Packaging and Distributing Code - THE RUBY WAY, Third Edition (2015)

THE RUBY WAY, Third Edition (2015)

Chapter 17. Packaging and Distributing Code

With aspirin leading the way, more and more products are coming out in fiercely protective packaging designed to prevent consumers from consuming them.

—Dave Barry

This chapter is all about being nice to developers who work on or use your code. If no one (including you) works on your code, or you don’t want to be nice to anyone (including yourself), feel free to skip this chapter.

Typical programmers don’t want to think about user documentation or installation procedures. I encourage you to think about both. Even if you are the only person who will ever see your code, just a few months is typically enough time to forget all the intricacies and details of the code you wrote. Always make things as easy as possible for other developers, because your future self will be one of them.

Being nice to other developers consists primarily of just a few things: making it easy to use the code, making it easy to work on the code, and making it easy to understand the code. You can use Rubygems, Bundler, and RDoc to do each of these things. We’ll look at how to use these tools in this chapter.

17.1 Libraries and Rubygems

Sharing Ruby code with other developers is amazingly easy: just give them a copy of the file with the code in it. They can require your file and start using your code. The problems arise when you want to update your code, or share it more broadly with the entire community. Rubygems (and rubygems.org) are the solution for those problems.

Rubygems has been included with Ruby itself since Ruby 1.9, and is central to Ruby code distribution. It allows Ruby developers to package their code up into a single compressed file, called a “gem.” Gems have filenames that end in the .gem extension, and they contain both the Ruby code that makes up the library in question and metadata about the library, including author and version information.
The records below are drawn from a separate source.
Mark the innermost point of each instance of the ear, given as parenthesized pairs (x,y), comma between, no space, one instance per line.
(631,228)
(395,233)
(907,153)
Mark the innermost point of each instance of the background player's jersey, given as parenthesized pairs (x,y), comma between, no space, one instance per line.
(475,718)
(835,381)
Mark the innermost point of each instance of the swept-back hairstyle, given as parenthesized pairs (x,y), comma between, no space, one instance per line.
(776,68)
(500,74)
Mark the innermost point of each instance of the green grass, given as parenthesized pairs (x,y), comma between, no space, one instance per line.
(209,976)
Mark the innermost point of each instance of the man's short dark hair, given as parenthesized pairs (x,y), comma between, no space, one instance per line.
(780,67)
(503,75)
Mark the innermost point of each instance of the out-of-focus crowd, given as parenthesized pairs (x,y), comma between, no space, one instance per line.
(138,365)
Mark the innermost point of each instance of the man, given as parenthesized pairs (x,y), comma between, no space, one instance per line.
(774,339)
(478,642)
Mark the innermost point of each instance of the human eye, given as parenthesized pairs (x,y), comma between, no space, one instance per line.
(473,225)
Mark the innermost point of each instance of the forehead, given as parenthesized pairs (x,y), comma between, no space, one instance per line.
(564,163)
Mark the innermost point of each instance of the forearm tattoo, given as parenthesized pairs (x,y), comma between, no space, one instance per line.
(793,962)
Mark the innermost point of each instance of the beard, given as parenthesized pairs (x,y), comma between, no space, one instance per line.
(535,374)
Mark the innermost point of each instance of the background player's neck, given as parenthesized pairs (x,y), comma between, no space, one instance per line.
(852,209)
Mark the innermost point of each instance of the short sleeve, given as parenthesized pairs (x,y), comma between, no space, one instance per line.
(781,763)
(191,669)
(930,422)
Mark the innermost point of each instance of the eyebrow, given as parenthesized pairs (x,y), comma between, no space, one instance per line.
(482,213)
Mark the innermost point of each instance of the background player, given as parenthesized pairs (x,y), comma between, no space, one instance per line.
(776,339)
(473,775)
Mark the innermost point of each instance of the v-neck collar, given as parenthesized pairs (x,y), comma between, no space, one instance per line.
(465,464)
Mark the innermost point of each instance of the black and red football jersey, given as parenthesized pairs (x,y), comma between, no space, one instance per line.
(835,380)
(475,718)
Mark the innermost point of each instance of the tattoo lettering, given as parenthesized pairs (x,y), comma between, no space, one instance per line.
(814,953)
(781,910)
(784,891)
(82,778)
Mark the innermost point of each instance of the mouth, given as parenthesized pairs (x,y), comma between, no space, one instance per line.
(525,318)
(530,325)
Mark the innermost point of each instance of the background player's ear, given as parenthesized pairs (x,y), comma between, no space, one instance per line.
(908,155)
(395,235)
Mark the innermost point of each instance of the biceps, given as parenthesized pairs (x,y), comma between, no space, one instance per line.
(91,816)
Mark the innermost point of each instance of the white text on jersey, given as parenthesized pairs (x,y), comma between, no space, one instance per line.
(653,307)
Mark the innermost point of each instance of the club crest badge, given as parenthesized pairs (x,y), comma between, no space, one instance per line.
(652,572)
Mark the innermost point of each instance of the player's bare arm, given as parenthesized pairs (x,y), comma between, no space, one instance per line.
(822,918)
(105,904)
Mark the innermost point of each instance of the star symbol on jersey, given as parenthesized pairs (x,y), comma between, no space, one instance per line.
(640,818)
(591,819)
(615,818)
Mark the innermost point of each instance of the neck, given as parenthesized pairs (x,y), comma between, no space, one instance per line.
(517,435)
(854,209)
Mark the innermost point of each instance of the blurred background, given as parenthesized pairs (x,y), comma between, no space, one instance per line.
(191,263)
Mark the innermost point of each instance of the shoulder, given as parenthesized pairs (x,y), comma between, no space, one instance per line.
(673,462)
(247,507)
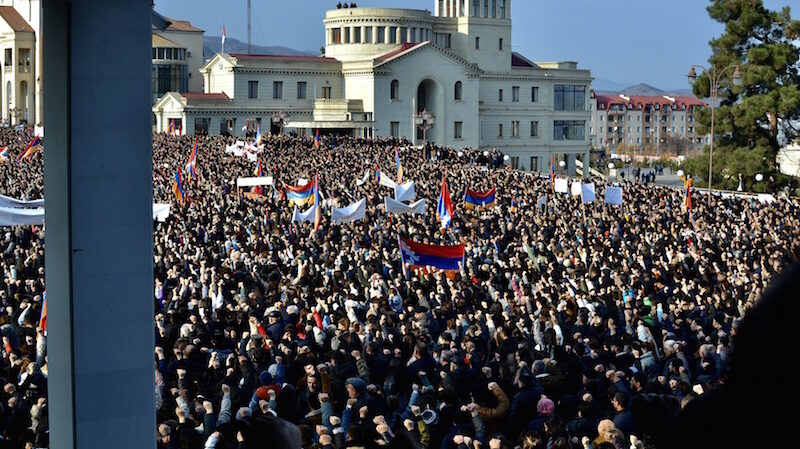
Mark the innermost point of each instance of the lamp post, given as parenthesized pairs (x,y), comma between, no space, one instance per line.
(278,119)
(714,77)
(424,121)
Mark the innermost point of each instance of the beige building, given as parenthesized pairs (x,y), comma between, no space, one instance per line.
(448,77)
(20,23)
(641,122)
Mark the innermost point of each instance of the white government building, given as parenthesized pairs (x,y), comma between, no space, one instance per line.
(384,67)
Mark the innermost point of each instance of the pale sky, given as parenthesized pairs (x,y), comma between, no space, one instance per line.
(627,41)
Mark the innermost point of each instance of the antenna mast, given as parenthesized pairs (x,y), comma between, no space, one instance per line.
(249,29)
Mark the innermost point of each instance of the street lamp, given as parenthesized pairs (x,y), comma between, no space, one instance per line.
(714,78)
(278,119)
(424,121)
Rubygems.org is the community-funded host for public gems. This site creates a page for every gem that lists the gem’s authors and versions. If the gem’s author has provided them, links to the gem’s home page, source code, and online documentation will also be shown. Anyone can create a gem and host it on rubygems.org for others to use, for free.

17.1.1 Using Rubygems

The Rubygems executable is called gem. It has subcommands and options that make sense for each subcommand. The most basic usage is quite simple. To install the rake gem, you would run gem install rake. Rubygems will look for a .gem file in the current directory, and then check rubygems.org. Once found, the gem will be installed so that any other Ruby code can use it. The latest version of the gem will be installed by default, but if you wanted to install rake version 10.0.1, you could run gem install rake -v 10.0.1. See gem help installfor more options while installing gems.

Sometimes a gem will have dependencies on other gems. In that case, Rubygems will automatically search for and install those dependencies as well, leaving you with all the gems you need to use the gem you asked for.

How do you know what to ask for? The rubygems.org gem server lists every gem that has ever been created, and the names of all gems can be found there. Alternatively, you can look for gems on rubygems.org by name with the command gem list -r NAME.

However, neither of those options is helpful if you don’t already know the name of a gem. At ruby-toolbox.com, you can find an extremely handy directory of gems grouped together by what they do, rather than how they are named. The Ruby Toolbox also provides popularity and recent development information, which can be helpful when deciding between multiple gems with similar functionality.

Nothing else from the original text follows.